No, you do not. RCIA--the Rite of Christian Initiation for Adults--is for those who have never been initiated into the Catholic Church. You have received your basic initiation by virtue of your Catholic baptism. What you need now is to learn the Church's teachings (which you are already doing) and make your first confession and First Communion and to be confirmed.
Under canon law, you as an adult do not need to undergo formal instruction in order to make your first confession or First Communion; informal instruction is sufficient. In fact, "Sacred ministers may not deny the sacraments to whose who opportunely ask for them, are properly disposed, and are not prohibited by law from receiving them" (CIC 843).
You must know, understand, and accept the Church's teachings concerning confession and the Holy Eucharist. The person who teaches these to you does not need to be a priest or catechist, just someone who knows and will give you the straight story concerning the Church's teachings on these sacraments as found, for example, in the Catechism of the Catholic Church (see numbers 1322-1498 in the Catechism, about 40 pages of material to study).

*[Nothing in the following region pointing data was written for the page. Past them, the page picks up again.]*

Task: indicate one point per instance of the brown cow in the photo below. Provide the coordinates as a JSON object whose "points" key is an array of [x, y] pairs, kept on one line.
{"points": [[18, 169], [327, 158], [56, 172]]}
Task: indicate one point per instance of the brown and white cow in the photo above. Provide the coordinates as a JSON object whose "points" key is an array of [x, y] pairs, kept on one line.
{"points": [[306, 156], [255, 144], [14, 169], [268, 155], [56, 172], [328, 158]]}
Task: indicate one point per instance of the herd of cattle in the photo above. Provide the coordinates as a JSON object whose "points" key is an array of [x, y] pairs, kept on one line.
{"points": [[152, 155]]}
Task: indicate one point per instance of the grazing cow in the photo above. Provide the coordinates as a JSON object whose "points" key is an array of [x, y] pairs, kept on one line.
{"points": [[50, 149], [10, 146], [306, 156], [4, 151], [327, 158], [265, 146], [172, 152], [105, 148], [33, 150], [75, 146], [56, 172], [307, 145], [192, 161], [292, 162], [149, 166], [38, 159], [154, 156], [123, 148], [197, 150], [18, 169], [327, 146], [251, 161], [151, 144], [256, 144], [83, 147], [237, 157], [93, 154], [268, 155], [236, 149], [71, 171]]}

Once you understand and accept these teachings, you can go to confession--anonymously if you wish--and explain to the priest that you were raised outside the Church and that this is your first confession. You will need to confess all the post-baptismal mortal sins that you can remember, indicating to the degree possible the number of times or the frequency with which these were committed. This needs to be done before going to First Communion.

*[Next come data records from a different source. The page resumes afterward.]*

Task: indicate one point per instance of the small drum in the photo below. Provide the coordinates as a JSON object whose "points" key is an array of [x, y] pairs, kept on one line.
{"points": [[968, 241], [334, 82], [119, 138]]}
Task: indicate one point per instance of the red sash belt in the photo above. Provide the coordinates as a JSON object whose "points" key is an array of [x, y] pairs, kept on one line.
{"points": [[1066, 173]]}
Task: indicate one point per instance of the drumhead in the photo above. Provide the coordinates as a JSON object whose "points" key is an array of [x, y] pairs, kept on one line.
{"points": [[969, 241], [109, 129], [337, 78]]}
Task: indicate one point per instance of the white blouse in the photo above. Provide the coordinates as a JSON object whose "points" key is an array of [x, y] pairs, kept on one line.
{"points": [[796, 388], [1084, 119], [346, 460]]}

Because you will have learned and accepted the Church's teaching concerning the Eucharist, you can begin going to Communion like any other Catholic. No special permission is necessary. "Any baptized person who is not forbidden by law may and must be admitted to Holy Communion" (CIC 912). Basically, those forbidden by law are children who are too young, uninstructed, or improperly disposed (CIC 913-4), people under a penalty of excommunication or interdict (CIC 915), those who have committed a mortal sin since their last confession (CIC 916), those who have already received the Eucharist that day (unless they take an active part in a second Mass or if special circumstances apply [CIC 918, 921:2]), and those who have not fasted for an hour before going to Communion (CIC 919).

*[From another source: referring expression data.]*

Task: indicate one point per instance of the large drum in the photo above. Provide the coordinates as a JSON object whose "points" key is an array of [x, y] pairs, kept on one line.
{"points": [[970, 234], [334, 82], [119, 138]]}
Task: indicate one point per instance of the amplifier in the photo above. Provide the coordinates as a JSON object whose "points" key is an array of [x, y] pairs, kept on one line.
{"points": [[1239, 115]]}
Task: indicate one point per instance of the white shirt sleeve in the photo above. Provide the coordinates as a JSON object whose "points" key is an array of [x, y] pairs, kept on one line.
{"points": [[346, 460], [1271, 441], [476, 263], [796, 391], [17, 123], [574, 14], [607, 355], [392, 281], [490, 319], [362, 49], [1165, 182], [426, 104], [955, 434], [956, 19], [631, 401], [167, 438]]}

To receive confirmation, which you should do as soon as possible (CIC 890-1), you will need more instruction: "Apart from the danger of death, to receive confirmation lawfully a person who has the use of reason must be suitably instructed, properly disposed, and able to renew the baptismal promises" (CIC 889:2). For this instruction your parish may put you in an RCIA class for the sake of convenience.
You do not need to receive confirmation before beginning to go to confession and beginning to receive the Eucharist. Nothing in canon law requires that, and you may begin practicing those parts of a Catholic's sacramental life as soon as you have understood and accepted the Church's teachings concerning them.